The Reestablishment said their way was the only way to fix things, so they threw Juliette in a cell. Now so many people are dead that the survivors are whispering war— and The Reestablishment has changed its mind. Maybe Juliette is more than a tortured soul stuffed into a poisonous body. Maybe she's exactly what they need right now.

Juliette has to make a choice: Be a weapon. Or be a warrior.

Original Review

Approximate Reading Time: 4.5 Hours

Audiobook Review
Read by Kate Simses
Length: 9.2 Hours
Listened at 2x Speed
(3x Audible Speed Setting)

After listening to a few middling audiobooks, I must say Ms. Simses gave a great performance. I was especially impressed with the variety and distinction she gave each of the characters, the men in particular. Just because the main character & narrator is female, doesn't mean the male voices aren't just as important to the overall work. The little boy, James, was quite possibly my favorite. Even though it's been proven time and again that women can do impeccable little-boy voices, it still took me aback by how genuine the 10-year-old character sounded, not just in voice but in personality and phrasing!

If it was unclear while reading the book what all those little scratched out passages were supposed to mean (I know I wasn't sure), this audiobook does its best to help clarify. I'll admit I wasn't sure how the struck through lines were going to work, since the book is so visual in that aspect. Turns out they simply recorded a sound of someone crossing out the line(s) with a pen, which plays following the words that are to be struck through.

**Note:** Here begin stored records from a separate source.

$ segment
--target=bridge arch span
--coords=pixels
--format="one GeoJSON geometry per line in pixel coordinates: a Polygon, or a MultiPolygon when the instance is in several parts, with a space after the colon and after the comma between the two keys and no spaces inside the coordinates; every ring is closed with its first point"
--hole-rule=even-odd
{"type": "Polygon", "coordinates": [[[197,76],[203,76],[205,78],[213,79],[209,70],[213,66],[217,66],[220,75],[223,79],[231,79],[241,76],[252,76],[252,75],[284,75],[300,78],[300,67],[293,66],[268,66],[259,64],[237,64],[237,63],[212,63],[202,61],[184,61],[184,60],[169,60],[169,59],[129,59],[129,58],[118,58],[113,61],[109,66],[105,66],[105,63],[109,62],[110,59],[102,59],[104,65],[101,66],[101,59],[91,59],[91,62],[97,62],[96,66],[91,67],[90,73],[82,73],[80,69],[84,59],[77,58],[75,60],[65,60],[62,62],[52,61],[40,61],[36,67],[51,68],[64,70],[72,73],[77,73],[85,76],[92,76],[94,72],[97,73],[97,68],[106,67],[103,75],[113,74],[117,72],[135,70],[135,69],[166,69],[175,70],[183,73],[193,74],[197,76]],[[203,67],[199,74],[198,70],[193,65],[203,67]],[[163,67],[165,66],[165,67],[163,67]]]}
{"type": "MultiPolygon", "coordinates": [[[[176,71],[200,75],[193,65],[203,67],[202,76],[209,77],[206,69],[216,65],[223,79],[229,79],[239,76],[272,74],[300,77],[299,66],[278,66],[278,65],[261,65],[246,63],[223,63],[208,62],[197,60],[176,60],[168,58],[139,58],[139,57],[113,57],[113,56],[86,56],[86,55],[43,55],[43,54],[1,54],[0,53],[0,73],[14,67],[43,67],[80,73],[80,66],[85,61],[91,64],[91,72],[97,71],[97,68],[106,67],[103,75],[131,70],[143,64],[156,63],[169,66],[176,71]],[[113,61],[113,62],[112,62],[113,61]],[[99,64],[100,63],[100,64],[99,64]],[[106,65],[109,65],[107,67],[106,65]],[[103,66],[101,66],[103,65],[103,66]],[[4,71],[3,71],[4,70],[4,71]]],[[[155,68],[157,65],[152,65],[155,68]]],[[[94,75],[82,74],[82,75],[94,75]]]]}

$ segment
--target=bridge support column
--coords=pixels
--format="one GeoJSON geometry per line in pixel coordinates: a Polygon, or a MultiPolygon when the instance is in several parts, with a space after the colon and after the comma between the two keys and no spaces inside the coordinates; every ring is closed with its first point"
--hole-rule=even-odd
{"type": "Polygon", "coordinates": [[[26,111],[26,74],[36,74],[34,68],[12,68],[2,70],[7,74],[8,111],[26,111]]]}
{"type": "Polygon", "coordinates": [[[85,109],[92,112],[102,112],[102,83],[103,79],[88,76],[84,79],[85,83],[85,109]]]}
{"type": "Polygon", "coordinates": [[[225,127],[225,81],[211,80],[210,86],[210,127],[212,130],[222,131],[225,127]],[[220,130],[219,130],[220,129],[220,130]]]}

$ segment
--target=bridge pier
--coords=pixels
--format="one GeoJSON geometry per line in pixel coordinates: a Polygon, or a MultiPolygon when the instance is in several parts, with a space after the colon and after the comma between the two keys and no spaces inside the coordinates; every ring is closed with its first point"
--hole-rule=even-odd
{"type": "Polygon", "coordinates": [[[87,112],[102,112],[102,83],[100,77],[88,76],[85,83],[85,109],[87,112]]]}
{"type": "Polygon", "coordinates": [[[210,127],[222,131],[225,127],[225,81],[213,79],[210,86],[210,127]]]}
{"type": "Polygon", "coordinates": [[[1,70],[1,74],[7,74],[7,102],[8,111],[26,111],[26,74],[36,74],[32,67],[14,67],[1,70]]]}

Granted, without the book in front of you, it's a little unclear how much preceding the strike is supposed to go, but the technique employed is still effective enough to get the point across.

Overall another audiobook I'd be remiss if I didn't recommend it. The emotion, the voices, and the attention to detail, even with the visual aspects of the book, all combine to make it an experience you shouldn't pass up if you have the chance.